AWS Made Easy with Boto3

AWS Made Easy with Boto3

If you’re a starting out as a Data Engineer and using AWS, then life gets a whole lot easier with the use of Boto3, the AWS SDK for Python. Boto3 simplifies integration of your Python applications, libraries, or scripts with AWS services like Amazon S3, EC2, DynamoDB and more. Well, that’s what the documentation says.

Basically, It lets you directly create, update, and delete AWS resources programmatically using your Python scripts. In this post I will give you a quick run through of the following:

  • How to create a bucket.
  • How to upload a file to that bucket.
  • List your buckets and objects inside a bucket.
  • Deleting a file from a bucket.
  • Dropping a bucket entirely.

Prep work

I assume you’ve created a user account on AWS using AWS IAM and generated yourself an Access key with programmatic access.

Once once you have that, you will need to install the AWS CLI on your operating system.
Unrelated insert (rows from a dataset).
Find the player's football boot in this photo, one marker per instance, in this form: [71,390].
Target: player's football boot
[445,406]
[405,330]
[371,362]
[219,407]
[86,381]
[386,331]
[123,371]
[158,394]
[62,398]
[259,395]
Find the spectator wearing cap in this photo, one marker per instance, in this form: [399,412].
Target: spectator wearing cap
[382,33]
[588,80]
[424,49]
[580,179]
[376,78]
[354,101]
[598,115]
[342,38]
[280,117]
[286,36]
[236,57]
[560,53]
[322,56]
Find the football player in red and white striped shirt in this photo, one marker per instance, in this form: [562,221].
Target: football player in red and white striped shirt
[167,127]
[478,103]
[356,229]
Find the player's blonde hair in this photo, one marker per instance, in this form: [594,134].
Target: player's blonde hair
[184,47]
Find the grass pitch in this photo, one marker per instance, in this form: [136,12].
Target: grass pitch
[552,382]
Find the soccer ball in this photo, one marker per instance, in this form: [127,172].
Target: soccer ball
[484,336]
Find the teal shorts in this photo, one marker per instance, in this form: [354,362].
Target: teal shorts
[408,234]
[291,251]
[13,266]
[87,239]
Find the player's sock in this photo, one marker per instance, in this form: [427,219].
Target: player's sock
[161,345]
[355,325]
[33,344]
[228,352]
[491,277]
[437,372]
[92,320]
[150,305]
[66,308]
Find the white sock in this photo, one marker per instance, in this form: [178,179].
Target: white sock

The process is straight forward and you can use the AWS documentation for guidance.

Update your credentials file on your system with your Access Key and Secret Key and we are good to go. The file is normally found in this location on Linux: ~/.aws/credentials

A quick check to see if all is working as it should (after all of the above) is to do a aws s3 ls in your terminal. If you get a list of buckets printed out you are golden and can move on.

Boto3 Installation and use

I suggest you set yourself up a Python virtual environment and install Boto3 using the pip installer.

pip install boto3

To use resources within AWS using Boto3, you invoke the resource() method of a Session and pass in an AWS service name. For full list of services Boto3 allows you to use check out this list (prepare to scroll there is a lot)

# Example resources you can invoke
sqs = boto3.resource('sqs')
s3 = boto3.resource('s3')
ec2 = boto3.resource('ec2')
transcribe = boto3.client('transcribe')

How to create a bucket

In all cases you first create a client for S3 using boto3.client('s3').

import boto3
s3 = boto3.client('s3')
bucket_name = 'your-bucket-name'
# creates a new S3 bucket in the default region
s3.create_bucket(Bucket=bucket_name)
# To specify a a specific region
s3.create_bucket(
    Bucket=bucket_name,
    CreateBucketConfiguration={
        'LocationConstraint': 'eu-central-1'
    }
)

You can see in the above code you have two options. Option one, creating a bucket and let AWS create it for you in your default region, if you’ve specified it in you creditails file, or option two, you can tell AWS exactly where you want your bucket created. In this case eu-central-1

How to upload a file to that bucket

import boto3
# Set up S3 client
s3 = boto3.client('s3')
# Set bucket and file name
bucket_name = 'your-bucket-name'
file_name = 'path/to/your/file.txt'
# Upload file to S3 bucket
s3.upload_file(file_name, bucket_name, file_name)

In the above you specify the file and the bucket you want to upload to. Finally, you use the upload_file method of the S3 client to upload the file to the bucket.

It goes without saying, but you will need to have the appropriate permissions and credentials set up to access the S3 bucket.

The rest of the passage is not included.